Ida arrives at St. Anne's not so much because she really wants to be there, but because she no longer wants to be at home. We're not immediately told why, but as we get to see St. Anne's through her eyes it becomes very clear that this school is odd, extremely so. Are there ghost? Do some of the buildings seem to trap its inhabitants? Did Ida's roommate throw a previously roommate out of a window? And are the nuclear fire drills really necessary? All of that is strange enough, but when one student begins to develop odd spasms, which then spread to her classmates, everything becomes decidedly weirder. Havoc is told largely through Ida's perspective, but it is enriched with chapters from Eleanor's perspective, a teacher at the school, and letters from a local medical resident to his former colleague, trying to figure out what is happening at the school. Out of these three stories, Wait braids together a narrative about belonging, love, isolation, and both the strength and fragility of our minds. I think I enjoyed Ida's storyline the most, because of the development we see in her and the way Wait continued to surprise me with her. The doctor's storyline however, entirely told through letters, was also really touching.

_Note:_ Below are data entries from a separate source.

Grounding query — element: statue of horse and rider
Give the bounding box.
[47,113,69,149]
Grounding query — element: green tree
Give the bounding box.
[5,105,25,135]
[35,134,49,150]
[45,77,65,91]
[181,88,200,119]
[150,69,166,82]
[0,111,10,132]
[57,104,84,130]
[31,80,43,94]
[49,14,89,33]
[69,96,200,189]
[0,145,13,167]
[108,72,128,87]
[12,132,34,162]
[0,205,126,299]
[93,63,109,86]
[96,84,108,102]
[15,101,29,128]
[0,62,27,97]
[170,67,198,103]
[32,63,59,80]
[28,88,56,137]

One thing I really enjoyed about Havoc was how Rebecca Wait captured the insanity that is being a teenage girl surrounded by other teenage girls. I went to a mixed high school, but nonetheless got some experience of the intensity of that time. It is not all bad though. Within that intensity, deep bonds can develop and you can be encouraged to become more truthful about who you really are. It can also make you do silly things though. That mix, at once so genuine and high on hormones, is difficult to capture without somehow making fun of it, but Wait manages it. There are legitimately funny moments in Havoc, which are just so out of left field that you can't help but laugh. Wait has a knack, I think, for characterisation that works itself out largely through showing. We get to know Ida through her actions and then, occasionally, when she reveals herself through speech, we get to reconsider what we know about her. I really enjoy getting to work at it in this way and there are major pay-offs to it throughout Havoc. I'm definitely going to look around for more by Wait!
I give this novel...
4 Universes!
Havoc is a great book, full of well-earned twists and turns, told in intriguing ways. It is a book about girlhood, about the pressures of family and the world, but also about the unhinged chaos of teenagehood.